2026-04-30 12:56:02 +00:00
a86b463fc4 p1-2: scaffold kb-parse-md crate
Add the workspace member with the dep allow-list pinned by design §0 Q9
and the task spec. P1-2 will land the frontmatter submodule in the next
commit; P1-3 will add the block parser as a sibling.
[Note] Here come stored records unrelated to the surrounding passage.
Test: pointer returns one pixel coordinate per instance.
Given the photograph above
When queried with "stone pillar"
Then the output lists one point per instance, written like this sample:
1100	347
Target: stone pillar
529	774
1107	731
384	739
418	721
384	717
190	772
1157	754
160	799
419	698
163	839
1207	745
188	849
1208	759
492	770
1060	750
Notable choice: serde_yaml (dtolnay) was archived as unmaintained in 2024
so we use serde_yaml_ng, the maintained fork. lingua's per-language
features are explicitly enabled (default-features=false) to keep build
time + binary size sane — only the languages we need at parse time.
2026-04-30 12:55:20 +00:00
69a0dbb79d Merge pull request 'feat(p1-1): kb-source-fs filesystem source connector' (#6) from feat/p1-1-source-fs into main
Reviewed-on: altair823-org/kb#6
2026-04-30 12:45:45 +00:00
967a6a62c5 p1-1: address review (walker module doc, TODO markers, .kbignore ADR)
- walker.rs: document why we pick walkdir over ignore::WalkBuilder
  (explicit canonical-path comparison for sibling-subtree symlinks).
- walker.rs: log canonicalize failures via tracing::debug! (was a silent
  `Err(_) => continue`) so broken/permission-denied symlink targets are
  observable at debug verbosity.
- connector.rs: TODO marker on the scope.include debug-log noting the
  filter belongs at the extractor router (P1-2/P1-3).
- connector.rs: TODO marker on expand_tilde to hoist tilde + ${VAR}
  expansion into a kb-config helper once available.
- connector.rs: comment on the .kbignore read documenting the
  re-read-on-every-scan() contract.
- connector.rs test: tighten the `.kbignore`-itself ADR comment and
  upgrade the assertion to actively pin "`.kbignore` IS emitted" instead
  of "either is fine"; future drift will now fail the test.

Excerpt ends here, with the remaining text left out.